Many of the complaints and criticisms people make seem rooted in this sense of alienation, but too few people understand its source or even exactly what it is. It rarely gets described in straightforward terms, as alienation. Instead, some particular thing such as social media, the gay agenda, cultural Marxism, or whatever gets blamed. All that most people understand is that the world is changing and they don’t like it. The actual larger context and deeper causes are too hard to grasp.
If alienation is the key issue, what would allow people to understand it, not just intellectually but also emotionally and viscerally? The problem with alienation is that people apparently are even alienated from the awareness of their alienation. What would force it into awareness? But the problem is that anything that forces alienation into awareness also causes anxiety. People either seek to shut down the feeling of anxiety or they react to it in negative ways.
I’ve thought about alienation in other terms over the years. But thinking of it in terms of the species-being offers a new angle of insight. It reminds me of a couple of things. There is Robert Jay Lifton’s ideas about dissociation in terms of splitting or doubling. And there is cartesian anxiety. Integral theorists often talk about that, sometimes in relation to the work of Varela and Maturana. But Marx put this kind of understanding into a larger theoretical framework.
Anyway, isn’t arguing about individualism and collectivism just another way of missing the point? Isn’t it a distraction from coming to terms with the larger fate facing the species-being that isn’t just beyond individuals but also beyond any particular collective identity?
Humans have never before had to deal with the reality of human lives and communities as part of a shared biosphere. There is no evidence that humans have the capacity to ever deal with this. Yet neither can we turn back to traditional organic communities, at least probably not without industrialized civilization first collapsing. A non-destructive revolution appears unlikely.
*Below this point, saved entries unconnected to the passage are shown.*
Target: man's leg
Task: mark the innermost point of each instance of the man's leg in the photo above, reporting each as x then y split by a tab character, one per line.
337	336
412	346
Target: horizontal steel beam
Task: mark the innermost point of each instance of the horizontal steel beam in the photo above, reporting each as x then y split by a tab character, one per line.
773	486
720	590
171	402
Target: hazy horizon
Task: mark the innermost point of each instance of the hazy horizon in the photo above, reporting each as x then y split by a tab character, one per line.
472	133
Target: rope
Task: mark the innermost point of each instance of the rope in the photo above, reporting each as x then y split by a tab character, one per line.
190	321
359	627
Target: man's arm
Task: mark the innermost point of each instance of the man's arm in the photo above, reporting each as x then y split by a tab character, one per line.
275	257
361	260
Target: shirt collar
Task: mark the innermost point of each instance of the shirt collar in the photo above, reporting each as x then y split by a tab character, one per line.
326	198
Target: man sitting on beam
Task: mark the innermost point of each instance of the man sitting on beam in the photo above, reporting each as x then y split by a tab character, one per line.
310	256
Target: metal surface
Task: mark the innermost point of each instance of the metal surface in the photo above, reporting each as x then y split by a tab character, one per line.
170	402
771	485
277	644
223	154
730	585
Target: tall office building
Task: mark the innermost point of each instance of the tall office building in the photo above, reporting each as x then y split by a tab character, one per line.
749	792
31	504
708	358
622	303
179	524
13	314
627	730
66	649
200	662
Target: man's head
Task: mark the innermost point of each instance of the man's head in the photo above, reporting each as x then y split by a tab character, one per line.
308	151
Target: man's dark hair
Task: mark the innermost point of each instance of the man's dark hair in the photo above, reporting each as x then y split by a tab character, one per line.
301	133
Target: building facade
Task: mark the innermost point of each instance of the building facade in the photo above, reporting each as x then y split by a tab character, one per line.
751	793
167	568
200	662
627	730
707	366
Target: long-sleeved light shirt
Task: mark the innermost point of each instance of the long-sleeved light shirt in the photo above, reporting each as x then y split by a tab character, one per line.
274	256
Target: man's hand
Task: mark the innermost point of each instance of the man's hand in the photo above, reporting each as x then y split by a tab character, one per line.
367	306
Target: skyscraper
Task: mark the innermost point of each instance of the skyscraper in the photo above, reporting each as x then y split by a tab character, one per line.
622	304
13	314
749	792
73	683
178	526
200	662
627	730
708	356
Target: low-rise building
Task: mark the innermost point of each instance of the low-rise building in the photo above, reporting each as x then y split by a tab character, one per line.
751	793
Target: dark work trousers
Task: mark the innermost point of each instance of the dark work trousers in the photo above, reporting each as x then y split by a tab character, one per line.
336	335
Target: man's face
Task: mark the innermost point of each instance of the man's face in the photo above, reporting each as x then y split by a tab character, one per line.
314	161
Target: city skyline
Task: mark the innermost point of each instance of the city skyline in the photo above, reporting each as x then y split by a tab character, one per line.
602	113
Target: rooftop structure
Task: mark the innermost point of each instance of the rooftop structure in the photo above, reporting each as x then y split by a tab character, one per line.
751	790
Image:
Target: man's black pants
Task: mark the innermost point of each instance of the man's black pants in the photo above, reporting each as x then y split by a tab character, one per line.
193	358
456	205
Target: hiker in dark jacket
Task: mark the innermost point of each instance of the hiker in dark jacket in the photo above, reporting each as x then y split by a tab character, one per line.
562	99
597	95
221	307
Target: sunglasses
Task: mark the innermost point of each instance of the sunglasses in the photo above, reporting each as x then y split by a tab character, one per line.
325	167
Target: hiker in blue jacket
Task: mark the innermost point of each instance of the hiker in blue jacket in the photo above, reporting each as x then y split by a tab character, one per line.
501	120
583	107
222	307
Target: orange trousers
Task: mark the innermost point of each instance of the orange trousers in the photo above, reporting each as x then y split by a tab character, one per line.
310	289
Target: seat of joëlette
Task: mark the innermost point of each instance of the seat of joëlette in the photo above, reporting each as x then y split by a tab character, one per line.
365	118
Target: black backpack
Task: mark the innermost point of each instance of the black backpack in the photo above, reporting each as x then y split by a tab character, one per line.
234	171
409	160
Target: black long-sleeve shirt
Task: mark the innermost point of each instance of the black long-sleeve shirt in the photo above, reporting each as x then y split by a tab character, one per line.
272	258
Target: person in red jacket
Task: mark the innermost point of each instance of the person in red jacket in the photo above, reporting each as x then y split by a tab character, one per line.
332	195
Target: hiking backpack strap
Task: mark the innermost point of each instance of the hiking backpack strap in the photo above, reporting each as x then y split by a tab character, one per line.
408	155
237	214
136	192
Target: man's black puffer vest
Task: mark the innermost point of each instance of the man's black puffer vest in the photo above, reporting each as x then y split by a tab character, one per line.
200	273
We can’t see the problem because we are the problem. Our human nature is intertwined with the conditions that form the present expression of that human nature. Is there a leverage for positive and constructive change? If so, what is it and where is it? How does a social order of alienated individuals escape their own alienation when they can’t even see the trap they are in?
“Anyway, isn’t arguing about individualism and collectivism just another way of missing the point? Isn’t it a distraction from coming to terms with the larger fate facing the species-being that isn’t just beyond individuals but also beyond any particular collective identity?”
In short, yes. Individualism is the particular habit of trying to make alienation into a virtue while denying where your other virtues came from. Collectivism is trying to make passivity a virtue while hiding that one has any personal agency.